35. Yukarıda açıklanan bu maddi ve hukukî olgular ışığında somut olay değerlendirildiğinde; kılavuz kaptan olarak çalışan davacı, vardiyası geldiğinde günün 24 saati göreve hazır olduğunu ve haftalık 48 saatin üzerinde çalıştığını ileri sürerek fazla çalışma ücretinin davalıdan tahsilini talep etmiştir.

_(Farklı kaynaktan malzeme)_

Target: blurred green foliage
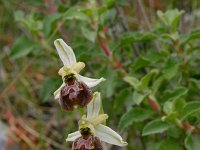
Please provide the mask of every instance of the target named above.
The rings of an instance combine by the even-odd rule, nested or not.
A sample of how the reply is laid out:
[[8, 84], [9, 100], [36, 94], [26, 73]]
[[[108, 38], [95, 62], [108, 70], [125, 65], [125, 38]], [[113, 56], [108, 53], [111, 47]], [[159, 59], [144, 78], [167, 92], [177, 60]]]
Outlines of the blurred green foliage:
[[84, 75], [107, 79], [93, 91], [125, 149], [199, 150], [199, 4], [1, 0], [1, 114], [33, 121], [38, 149], [71, 146], [65, 138], [80, 112], [62, 112], [52, 94], [62, 82], [53, 41], [63, 38], [86, 63]]

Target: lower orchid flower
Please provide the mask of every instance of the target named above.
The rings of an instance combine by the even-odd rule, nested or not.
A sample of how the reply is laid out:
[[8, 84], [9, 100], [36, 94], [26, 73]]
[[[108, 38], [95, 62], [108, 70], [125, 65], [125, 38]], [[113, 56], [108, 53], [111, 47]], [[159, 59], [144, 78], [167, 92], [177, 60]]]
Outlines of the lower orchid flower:
[[101, 149], [99, 141], [126, 146], [127, 142], [123, 141], [117, 132], [103, 125], [106, 119], [108, 119], [108, 115], [101, 113], [100, 93], [95, 92], [93, 100], [87, 106], [87, 115], [83, 115], [79, 121], [79, 131], [69, 134], [66, 141], [75, 141], [74, 150], [80, 148], [98, 149], [97, 146]]
[[79, 72], [85, 67], [83, 62], [77, 62], [70, 46], [62, 39], [54, 41], [58, 55], [64, 66], [58, 74], [62, 76], [63, 84], [54, 92], [55, 99], [63, 110], [71, 111], [76, 106], [84, 107], [92, 100], [90, 88], [104, 81], [104, 78], [92, 79], [81, 76]]

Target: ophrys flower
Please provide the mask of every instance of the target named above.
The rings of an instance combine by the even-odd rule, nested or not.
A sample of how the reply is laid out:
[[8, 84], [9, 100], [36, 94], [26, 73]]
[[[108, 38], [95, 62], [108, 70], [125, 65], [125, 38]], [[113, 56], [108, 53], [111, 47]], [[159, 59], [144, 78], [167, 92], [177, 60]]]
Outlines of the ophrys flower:
[[104, 78], [92, 79], [81, 76], [79, 72], [85, 67], [83, 62], [77, 62], [70, 46], [62, 39], [54, 41], [63, 67], [58, 74], [62, 76], [63, 84], [54, 92], [55, 99], [63, 110], [73, 110], [74, 106], [86, 106], [92, 99], [91, 87], [104, 81]]
[[87, 115], [83, 115], [79, 121], [79, 131], [69, 134], [66, 141], [75, 141], [85, 135], [91, 135], [113, 145], [126, 146], [127, 142], [123, 141], [118, 133], [103, 125], [107, 118], [107, 114], [101, 113], [100, 93], [95, 92], [93, 100], [87, 106]]

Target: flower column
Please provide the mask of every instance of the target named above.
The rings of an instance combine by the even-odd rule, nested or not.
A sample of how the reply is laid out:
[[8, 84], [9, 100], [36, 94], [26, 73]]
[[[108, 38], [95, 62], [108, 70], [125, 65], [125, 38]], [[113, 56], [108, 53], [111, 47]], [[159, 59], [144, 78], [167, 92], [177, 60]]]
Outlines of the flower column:
[[101, 142], [126, 146], [121, 136], [111, 128], [103, 125], [108, 118], [101, 113], [101, 97], [99, 92], [92, 94], [90, 88], [104, 81], [104, 78], [92, 79], [81, 76], [79, 72], [85, 67], [83, 62], [77, 62], [73, 50], [62, 39], [54, 42], [63, 67], [58, 74], [62, 76], [63, 84], [54, 92], [55, 99], [65, 111], [77, 107], [87, 107], [87, 114], [79, 121], [79, 130], [68, 135], [67, 141], [74, 141], [73, 149], [102, 150]]

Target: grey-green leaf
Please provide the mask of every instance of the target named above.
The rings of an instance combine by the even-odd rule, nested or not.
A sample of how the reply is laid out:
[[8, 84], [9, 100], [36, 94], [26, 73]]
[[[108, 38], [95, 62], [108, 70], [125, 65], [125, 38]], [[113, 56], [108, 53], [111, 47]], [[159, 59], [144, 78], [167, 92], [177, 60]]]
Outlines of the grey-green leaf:
[[154, 112], [142, 108], [132, 108], [126, 112], [120, 119], [119, 129], [123, 130], [133, 122], [144, 121], [151, 118]]
[[200, 139], [199, 135], [188, 135], [184, 142], [186, 149], [187, 150], [199, 150], [199, 148], [200, 148], [199, 139]]
[[11, 48], [11, 57], [16, 59], [28, 55], [34, 50], [36, 44], [26, 37], [20, 37]]
[[137, 86], [139, 85], [139, 80], [136, 79], [135, 77], [130, 77], [130, 76], [126, 76], [124, 78], [124, 81], [128, 82], [131, 86], [133, 86], [134, 88], [137, 88]]
[[145, 99], [145, 97], [148, 95], [148, 93], [144, 94], [144, 93], [140, 93], [137, 91], [134, 91], [133, 93], [133, 101], [135, 104], [140, 105], [141, 102]]
[[199, 101], [189, 102], [184, 106], [181, 118], [185, 119], [188, 116], [197, 112], [200, 112], [200, 102]]
[[156, 134], [156, 133], [162, 133], [169, 129], [169, 124], [166, 122], [163, 122], [162, 120], [153, 120], [149, 122], [143, 129], [142, 135], [150, 135], [150, 134]]

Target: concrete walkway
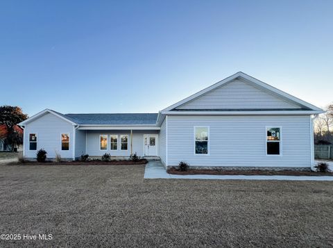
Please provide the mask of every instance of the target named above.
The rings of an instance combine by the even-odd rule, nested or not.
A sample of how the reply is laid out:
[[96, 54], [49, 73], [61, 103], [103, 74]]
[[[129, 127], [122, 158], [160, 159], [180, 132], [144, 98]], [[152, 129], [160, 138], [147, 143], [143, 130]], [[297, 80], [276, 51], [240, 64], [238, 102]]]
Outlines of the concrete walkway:
[[291, 180], [291, 181], [333, 181], [330, 176], [219, 176], [219, 175], [173, 175], [166, 171], [160, 160], [151, 160], [146, 165], [145, 179], [210, 179], [210, 180]]

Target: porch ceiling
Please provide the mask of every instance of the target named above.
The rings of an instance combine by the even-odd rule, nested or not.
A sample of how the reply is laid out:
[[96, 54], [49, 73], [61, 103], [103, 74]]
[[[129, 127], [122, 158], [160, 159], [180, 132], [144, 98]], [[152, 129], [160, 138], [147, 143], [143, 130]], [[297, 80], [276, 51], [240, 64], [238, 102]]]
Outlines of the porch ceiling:
[[160, 130], [160, 126], [79, 126], [78, 130]]

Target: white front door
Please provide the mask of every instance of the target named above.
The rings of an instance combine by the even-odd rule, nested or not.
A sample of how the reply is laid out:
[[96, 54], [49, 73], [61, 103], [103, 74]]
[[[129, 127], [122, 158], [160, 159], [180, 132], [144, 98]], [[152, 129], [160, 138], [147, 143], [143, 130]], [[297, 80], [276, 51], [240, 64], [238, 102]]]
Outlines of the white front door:
[[144, 156], [157, 156], [157, 135], [144, 135]]

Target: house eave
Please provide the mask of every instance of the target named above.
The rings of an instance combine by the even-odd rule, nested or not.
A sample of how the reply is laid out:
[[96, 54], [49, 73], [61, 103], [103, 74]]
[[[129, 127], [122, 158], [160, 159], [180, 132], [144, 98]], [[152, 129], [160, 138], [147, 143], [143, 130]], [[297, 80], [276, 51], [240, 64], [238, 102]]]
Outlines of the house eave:
[[160, 130], [156, 125], [80, 125], [78, 130]]
[[275, 110], [275, 111], [162, 111], [168, 115], [318, 115], [323, 110]]

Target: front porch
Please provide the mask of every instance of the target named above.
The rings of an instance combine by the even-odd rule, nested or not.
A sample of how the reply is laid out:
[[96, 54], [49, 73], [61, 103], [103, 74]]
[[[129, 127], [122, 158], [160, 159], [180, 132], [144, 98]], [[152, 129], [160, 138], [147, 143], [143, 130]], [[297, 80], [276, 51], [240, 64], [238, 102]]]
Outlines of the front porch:
[[158, 158], [159, 130], [78, 128], [76, 132], [76, 157], [89, 154], [100, 158], [109, 154], [112, 159], [123, 159], [137, 154], [141, 157]]

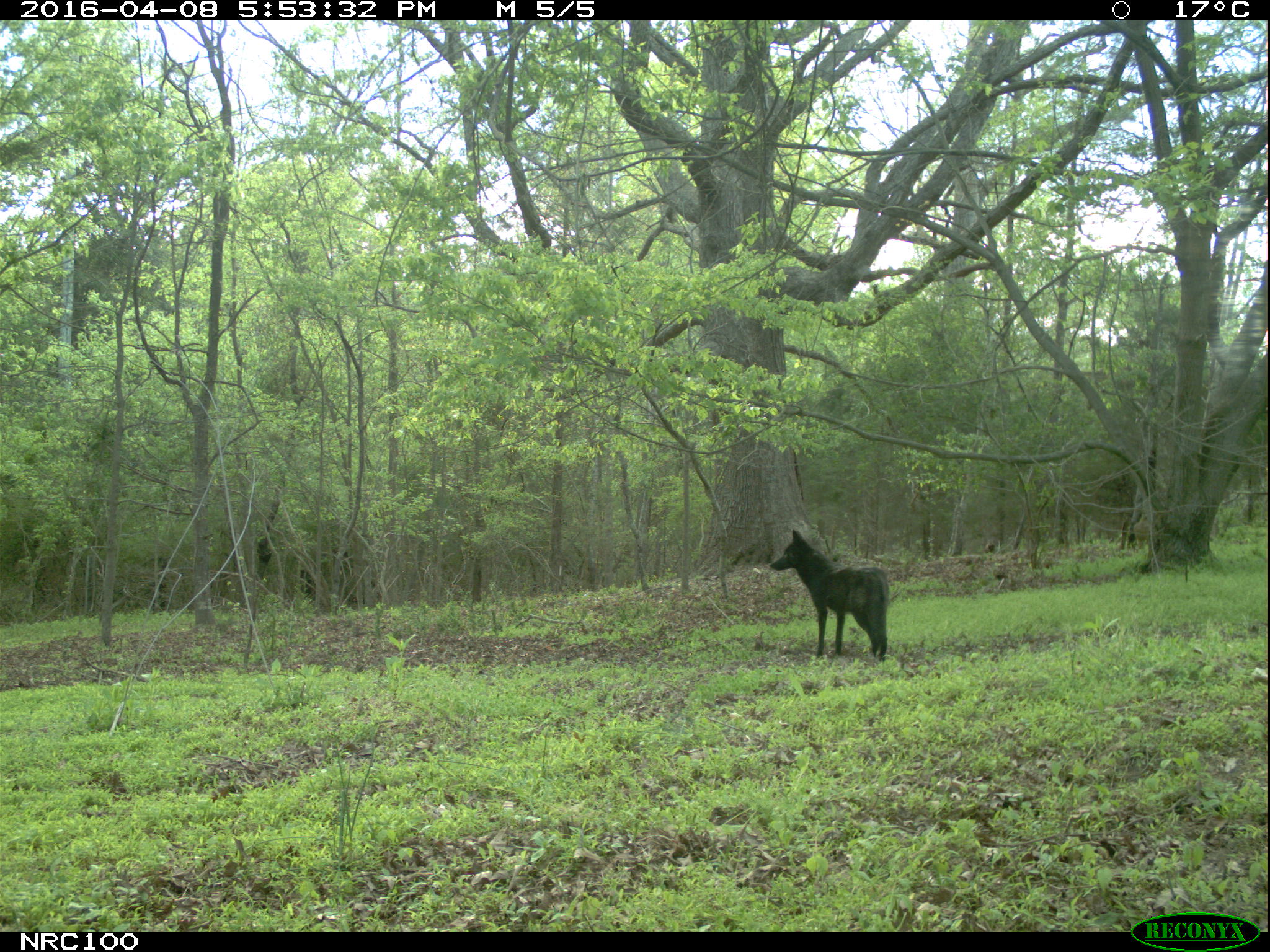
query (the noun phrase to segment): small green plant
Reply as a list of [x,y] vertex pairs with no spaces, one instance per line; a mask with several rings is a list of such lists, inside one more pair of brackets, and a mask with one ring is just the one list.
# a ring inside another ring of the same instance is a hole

36. İlk derece mahkemesindeki yargılama sırasında alınan bilirkişi raporunda, ayda 2 hafta günde 14 saat çalışan davacının Deniz İş Kanunu gereğince haftalık 48 saatin mahsup edilmesi sonucunda haftalık 57 saat fazla saatlerle çalışmasının bulunduğu belirtilerek hesaplama yapılmış, İlk Derece Mahkemesince de %30 karineye dayalı indirim yapılarak hüküm kurulmuştur. Davalı vekilinin istinaf başvurusu üzerine Bölge Adliye Mahkemesince İlk Derece Mahkemesinin bu yöne ilişkin kabulü isabetli bulunmuştur.

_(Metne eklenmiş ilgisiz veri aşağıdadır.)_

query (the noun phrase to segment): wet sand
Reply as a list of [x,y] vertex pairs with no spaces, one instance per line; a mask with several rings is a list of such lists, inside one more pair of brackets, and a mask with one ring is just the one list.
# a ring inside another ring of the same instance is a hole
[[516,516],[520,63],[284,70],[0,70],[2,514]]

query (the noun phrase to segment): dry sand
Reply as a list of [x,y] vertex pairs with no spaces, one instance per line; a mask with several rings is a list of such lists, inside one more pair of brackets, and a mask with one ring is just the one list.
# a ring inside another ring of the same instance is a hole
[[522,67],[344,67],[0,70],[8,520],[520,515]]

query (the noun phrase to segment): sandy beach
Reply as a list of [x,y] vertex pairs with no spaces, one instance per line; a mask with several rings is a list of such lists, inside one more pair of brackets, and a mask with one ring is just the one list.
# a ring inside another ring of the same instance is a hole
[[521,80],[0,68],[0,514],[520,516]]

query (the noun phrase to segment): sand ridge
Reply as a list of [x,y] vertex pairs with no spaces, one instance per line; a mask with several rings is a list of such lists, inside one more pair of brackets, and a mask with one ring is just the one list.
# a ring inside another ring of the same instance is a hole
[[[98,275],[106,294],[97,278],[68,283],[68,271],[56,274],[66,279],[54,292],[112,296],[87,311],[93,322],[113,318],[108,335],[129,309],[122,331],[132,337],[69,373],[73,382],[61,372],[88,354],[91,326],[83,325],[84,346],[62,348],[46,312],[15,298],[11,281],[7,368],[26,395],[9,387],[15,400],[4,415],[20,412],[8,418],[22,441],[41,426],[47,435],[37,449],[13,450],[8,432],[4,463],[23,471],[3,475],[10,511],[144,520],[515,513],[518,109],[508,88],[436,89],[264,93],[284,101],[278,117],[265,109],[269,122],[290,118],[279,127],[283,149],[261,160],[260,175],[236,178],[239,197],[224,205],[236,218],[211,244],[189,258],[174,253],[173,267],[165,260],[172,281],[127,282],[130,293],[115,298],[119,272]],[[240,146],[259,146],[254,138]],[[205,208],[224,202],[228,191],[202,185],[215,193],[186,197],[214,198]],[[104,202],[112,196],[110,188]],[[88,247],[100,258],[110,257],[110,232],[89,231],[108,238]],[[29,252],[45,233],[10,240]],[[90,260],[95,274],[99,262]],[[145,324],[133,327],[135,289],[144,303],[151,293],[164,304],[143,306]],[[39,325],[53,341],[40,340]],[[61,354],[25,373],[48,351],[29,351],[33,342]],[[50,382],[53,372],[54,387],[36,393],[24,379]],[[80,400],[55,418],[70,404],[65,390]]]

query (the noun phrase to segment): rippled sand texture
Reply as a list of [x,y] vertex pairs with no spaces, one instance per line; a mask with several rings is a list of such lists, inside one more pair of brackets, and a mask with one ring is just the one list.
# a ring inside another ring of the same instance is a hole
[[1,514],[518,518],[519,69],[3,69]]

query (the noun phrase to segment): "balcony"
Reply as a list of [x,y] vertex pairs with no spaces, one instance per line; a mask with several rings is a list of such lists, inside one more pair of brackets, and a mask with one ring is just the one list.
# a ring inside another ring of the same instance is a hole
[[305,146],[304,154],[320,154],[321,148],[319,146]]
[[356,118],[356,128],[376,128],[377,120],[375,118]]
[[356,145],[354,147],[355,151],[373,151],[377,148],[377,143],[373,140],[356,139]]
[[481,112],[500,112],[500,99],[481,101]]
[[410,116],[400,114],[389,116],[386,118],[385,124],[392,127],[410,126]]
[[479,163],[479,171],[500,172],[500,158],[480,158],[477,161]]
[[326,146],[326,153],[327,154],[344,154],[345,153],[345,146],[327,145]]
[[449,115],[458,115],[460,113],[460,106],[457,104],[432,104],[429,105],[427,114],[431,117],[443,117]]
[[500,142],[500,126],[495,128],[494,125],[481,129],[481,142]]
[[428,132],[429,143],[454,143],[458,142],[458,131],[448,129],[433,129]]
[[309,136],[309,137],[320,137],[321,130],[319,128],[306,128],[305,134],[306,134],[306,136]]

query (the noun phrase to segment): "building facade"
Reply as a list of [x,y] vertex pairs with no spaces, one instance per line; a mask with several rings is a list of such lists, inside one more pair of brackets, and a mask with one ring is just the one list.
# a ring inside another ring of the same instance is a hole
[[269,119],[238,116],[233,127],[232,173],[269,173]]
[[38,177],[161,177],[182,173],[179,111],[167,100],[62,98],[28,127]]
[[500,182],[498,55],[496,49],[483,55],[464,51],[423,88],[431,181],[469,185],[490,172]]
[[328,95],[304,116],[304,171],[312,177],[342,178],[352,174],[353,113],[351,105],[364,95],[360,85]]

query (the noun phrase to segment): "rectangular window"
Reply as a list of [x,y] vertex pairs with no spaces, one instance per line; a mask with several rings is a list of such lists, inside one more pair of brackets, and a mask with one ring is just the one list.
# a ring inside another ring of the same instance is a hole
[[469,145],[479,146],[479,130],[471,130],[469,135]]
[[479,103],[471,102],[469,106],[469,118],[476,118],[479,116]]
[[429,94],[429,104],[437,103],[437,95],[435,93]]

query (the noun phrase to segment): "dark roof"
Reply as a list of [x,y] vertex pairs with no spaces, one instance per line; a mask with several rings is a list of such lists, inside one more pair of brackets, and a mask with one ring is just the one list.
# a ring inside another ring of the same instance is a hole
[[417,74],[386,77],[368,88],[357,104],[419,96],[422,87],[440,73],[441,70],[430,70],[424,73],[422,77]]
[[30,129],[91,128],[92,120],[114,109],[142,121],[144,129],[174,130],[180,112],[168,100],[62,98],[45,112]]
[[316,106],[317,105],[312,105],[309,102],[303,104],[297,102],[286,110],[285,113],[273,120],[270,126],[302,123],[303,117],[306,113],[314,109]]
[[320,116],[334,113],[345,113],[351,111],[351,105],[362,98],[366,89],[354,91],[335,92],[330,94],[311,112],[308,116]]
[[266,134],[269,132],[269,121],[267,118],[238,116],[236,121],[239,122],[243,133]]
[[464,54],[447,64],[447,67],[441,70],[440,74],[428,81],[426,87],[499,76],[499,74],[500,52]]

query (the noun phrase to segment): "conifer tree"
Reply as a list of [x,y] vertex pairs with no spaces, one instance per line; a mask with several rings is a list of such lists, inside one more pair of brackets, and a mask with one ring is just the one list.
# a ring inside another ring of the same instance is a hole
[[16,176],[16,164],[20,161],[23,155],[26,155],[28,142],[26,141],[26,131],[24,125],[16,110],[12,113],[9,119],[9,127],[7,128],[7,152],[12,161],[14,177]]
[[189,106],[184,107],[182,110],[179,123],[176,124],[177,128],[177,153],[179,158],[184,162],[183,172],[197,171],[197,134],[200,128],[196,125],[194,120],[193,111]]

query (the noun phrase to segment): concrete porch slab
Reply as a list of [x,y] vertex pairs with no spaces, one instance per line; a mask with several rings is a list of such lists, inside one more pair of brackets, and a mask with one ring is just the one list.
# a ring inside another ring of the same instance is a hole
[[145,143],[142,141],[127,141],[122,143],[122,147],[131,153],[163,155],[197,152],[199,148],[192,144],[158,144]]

37. Ne var ki, kılavuz kaptan olarak çalışan davacı Deniz İş Kanunu’nun 27. maddesindeki düzenleme nedeni ile günlük/haftalık iş süreleri rejimine tabi olmadığından fazla çalışma ücretinin kabulü isabetli değildir.

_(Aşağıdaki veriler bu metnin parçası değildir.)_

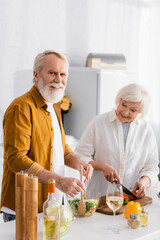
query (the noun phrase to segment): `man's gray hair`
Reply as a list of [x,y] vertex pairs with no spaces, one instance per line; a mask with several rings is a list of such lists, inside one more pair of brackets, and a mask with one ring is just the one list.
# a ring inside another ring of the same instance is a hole
[[[50,55],[50,54],[54,54],[58,58],[64,60],[67,63],[67,65],[69,66],[68,60],[67,60],[67,58],[63,54],[61,54],[59,52],[52,51],[52,50],[45,50],[44,52],[39,53],[36,56],[36,58],[34,60],[34,64],[33,64],[33,71],[40,72],[42,64],[43,64],[43,61],[44,61],[44,58],[47,55]],[[33,81],[34,81],[34,79],[33,79]]]
[[116,106],[121,99],[130,102],[141,102],[141,117],[143,118],[147,115],[150,105],[150,95],[142,85],[133,83],[121,88],[115,99]]

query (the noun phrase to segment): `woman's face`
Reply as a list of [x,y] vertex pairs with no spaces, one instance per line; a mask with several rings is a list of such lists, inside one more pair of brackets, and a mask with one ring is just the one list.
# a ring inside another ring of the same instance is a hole
[[133,122],[138,113],[141,113],[140,105],[141,102],[130,102],[121,99],[116,109],[118,119],[124,123]]

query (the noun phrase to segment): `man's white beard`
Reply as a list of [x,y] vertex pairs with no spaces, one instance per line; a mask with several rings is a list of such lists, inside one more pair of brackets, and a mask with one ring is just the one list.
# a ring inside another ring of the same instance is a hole
[[[58,91],[50,90],[50,86],[53,86],[55,88],[61,87]],[[38,90],[45,101],[49,103],[57,103],[62,100],[64,96],[65,86],[60,83],[50,83],[47,85],[44,85],[43,78],[40,77],[38,81]]]

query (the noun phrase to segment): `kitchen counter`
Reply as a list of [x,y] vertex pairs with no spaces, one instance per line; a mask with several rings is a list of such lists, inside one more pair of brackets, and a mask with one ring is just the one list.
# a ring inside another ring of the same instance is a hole
[[[95,213],[91,217],[79,217],[73,222],[68,233],[61,237],[62,240],[159,240],[160,239],[160,199],[157,193],[160,183],[147,190],[147,196],[153,198],[153,203],[146,205],[148,212],[148,226],[130,229],[124,215],[110,216]],[[115,226],[120,229],[118,234],[107,231],[108,227]],[[0,224],[0,239],[15,239],[15,221]],[[38,223],[38,240],[43,239],[41,223]]]

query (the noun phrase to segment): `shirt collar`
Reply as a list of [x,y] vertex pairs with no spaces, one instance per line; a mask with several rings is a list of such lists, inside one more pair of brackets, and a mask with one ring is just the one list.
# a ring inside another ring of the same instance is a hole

38. Hukuk Genel Kurulunda yapılan görüşmeler sırasında, Kanun’da düzenlenen çalışma süresini aşan kısmın fazla çalışma ücreti olarak ödenmesi gerektiği, açıklanan sebeple direnme kararının yerinde olduğu ve miktar incelemesi yapılmak üzere dosyanın Özel Daireye gönderilmesi gerektiği görüşü ileri sürülmüş ise de bu görüş Kurul çoğunluğu tarafından benimsenmemiştir.
39. Hâl böyle olunca Hukuk Genel Kurulunca da benimsenen Özel Dairenin bozma kararına uyulması gerekirken önceki hükümde direnilmesi doğru olmamıştır.
40. O hâlde direnme kararı bozulmalıdır.
IV. SONUÇ:
Açıklanan nedenlerle;
Davalı vekilinin temyiz itirazlarının kabulü ile direnme kararının Özel Daire bozma kararında gösterilen nedenlerden dolayı 6100 sayılı Hukuk Muhakemeleri Kanunu’nun 371. maddesi uyarınca BOZULMASINA,
İstek hâlinde temyiz peşin harcının yatırana geri verilmesine,
Dosyanın 6100 sayılı Hukuk Muhakemeleri Kanunu’nun 373/2. maddesi uyarınca kararı veren Bölge Adliye Mahkemesine gönderilmesine, 17.11.2022 tarihinde oy çokluğu ile kesin olarak karar verilmiştir.